Russian boxer (born 1987)

Andrey Viktorovoich Zamkovoy (Андрей Викторович Замковой; born 4 July 1987) is a Russian amateur boxer, best known for winning gold at the 2019 AIBA World Boxing Championships.

== Biography ==
Andrey Zamkovoy was born in the city of Svobodny, Amur Oblast. He started boxing at the age of eight.

==Career==
From 2000 to 2015 Andrey's coach was Felix Gelyus.

At the 2009 World Amateur Boxing Championships, southpaw Zamkovoy upset two-time world champion Serik Sapiyev in the semifinal but was surprised himself in the final by German Jack Culcay-Keth (2009 results).

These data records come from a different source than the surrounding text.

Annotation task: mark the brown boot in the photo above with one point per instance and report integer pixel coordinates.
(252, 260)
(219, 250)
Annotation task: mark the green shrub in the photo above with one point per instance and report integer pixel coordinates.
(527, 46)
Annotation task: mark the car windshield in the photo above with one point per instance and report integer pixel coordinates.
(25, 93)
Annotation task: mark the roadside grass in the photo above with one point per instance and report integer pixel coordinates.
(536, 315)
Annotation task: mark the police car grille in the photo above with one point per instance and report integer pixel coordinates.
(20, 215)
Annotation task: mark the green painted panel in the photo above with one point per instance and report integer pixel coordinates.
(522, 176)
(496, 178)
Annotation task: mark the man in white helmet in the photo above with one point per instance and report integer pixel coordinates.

At the 2012 Summer Olympics (Results) he won his first three fights, beating China's Maimaitituersun Qiong, Ireland's Adam Nolan and America's Errol Spence Jr. before losing his semifinal to Kazakhstan's Serik Säpïev, who went on to win the gold medal.

He also competed at the 2016 Olympic Games, but lost in the first round of the tournament against Rayton Okwiri of Kenya.

Zamkovoy again qualified for the 2020 Olympics where he won his second bronze, now as a 34 year old.

Andrey Zamkovoy is an eight-time Russian boxing champion. He won in 2010, 2011, 2013, 2015, 2017, 2018, 2020 and in 2023.